La Voix d’Aïda, dont la présence sur les écrans était initialement programmée en 2020, année de commémoration du 25e anniversaire du massacre de Srebrenica, donne au devoir de mémoire un sens d’autant plus important que le négationnisme serbe, relayé par de solides appuis politiques, universitaires et culturels, circule aujourd’hui avec une virulence jamais atteinte en Bosnie. Ce déni des atrocités commises en 1995 est une guerre qui se poursuit à bas bruit et qui continue de diviser les communautés et d’entretenir les rancœurs et les haines.

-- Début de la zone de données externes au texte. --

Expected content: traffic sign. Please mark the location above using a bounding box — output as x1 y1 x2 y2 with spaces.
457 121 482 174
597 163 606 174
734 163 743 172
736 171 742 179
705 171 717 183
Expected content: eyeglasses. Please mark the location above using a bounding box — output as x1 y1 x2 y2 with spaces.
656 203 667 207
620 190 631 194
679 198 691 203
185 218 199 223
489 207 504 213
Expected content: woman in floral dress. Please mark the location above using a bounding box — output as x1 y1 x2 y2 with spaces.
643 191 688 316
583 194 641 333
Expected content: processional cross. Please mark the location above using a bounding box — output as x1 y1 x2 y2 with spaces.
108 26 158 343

Cette guerre se perpétue dans les rues et dans les maisons, d’un trottoir ou d’un magasin à l’autre montre la seconde partie du film de Jasmila Zbanic, quand Aïda, quelques années après la fin des hostilités, revient dans son ancien quartier d’habitation.
Des hommes dans la rue la reconnaissent et la « fusillent » du regard. Entre ceux-ci et Aïda, un haut mur d’inimitié est dressé, repoussant ouvertement « l’intruse ». La braise continue de couver, la menace de rôder, qui voudrait rendre impossible le projet de retour de l’héroïne dans sa ville – et les murs de son appartement où se sont installés un ex-soldat serbe et sa jeune femme. Veuve et sans enfant désormais, Aïda n’a plus rien à perdre, affirme-t-elle à cette dernière, qui la prévient des possibles difficultés de cohabitation. Partir serait, pour elle, abdiquer, se soumettre, désavouer la mémoire des siens, de son mari et de ses deux fils dont elle est allée identifier les restes. Partir reviendrait à les oublier, à se dérober à leur mémoire, à renoncer aux souvenirs de leur présence. Rester, en revanche, lui permet de reprendre voix auprès des enfants qu’elle aime et qu’elle a décidé de retrouver en exerçant derechef son métier d’enseignante, tourné vers l’avant et situé au croisement des différences et des communautés rassemblées.
P. L.
La Voix d’Aïda, film bosniaque (1h44) de Jasmila Zbanic, avec Jasna Đuričić, Izudin Bajrovic, Boris Ler.